阮初棠可不是那麽好拿捏的:“你坏,你要把我从姥姥身边抢走,你是坏人,姥姥才不会想卖我呢,我们就是问路的。”
坏人冷笑:“问路你知道老贵?”
“老贵是谁?”阮初棠装傻。
贺妈妈也装傻:“男的女的。”
“你们别装了,老贵不是你相好的?”坏人指着贺妈妈。
贺妈妈快冤枉死了:“哎哟,你这人怎麽能含血喷人了,我根本不认识什麽老贵,我和我家男人感情好着呢!”
“对呢,我姥姥和我姥爷感情好着呢!”阮初棠帮腔。
公安大队瞧着问不出什麽来,让老贵指认。
李贵是有相好的,自然不是贺妈妈。
他知道自己被抓,都是因为贺妈妈和阮初棠,为了大队长那句,坦白从宽,抗拒从严,老实交代,可以减刑,他并未污蔑贺妈妈。

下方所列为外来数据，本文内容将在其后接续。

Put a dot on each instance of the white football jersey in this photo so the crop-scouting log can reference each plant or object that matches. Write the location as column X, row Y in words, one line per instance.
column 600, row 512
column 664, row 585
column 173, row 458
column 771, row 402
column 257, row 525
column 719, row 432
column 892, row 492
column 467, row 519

他说:“不认识,她也不是我相好的,我相好的没她漂亮。”
贺妈妈暗暗松了口气,这人还怪好的勒,居然夸她漂亮。
一大把年纪,还被人夸漂亮,贺妈妈心里美滋滋的。
阮初棠就知道这人还算没坏得彻底。
至于其他人就不一样,一口咬定贺妈妈抱着阮初棠找上门卖孩子,咬死贺妈妈,贺妈妈咬定自己是意外闯入,根本不知道里面是黑市。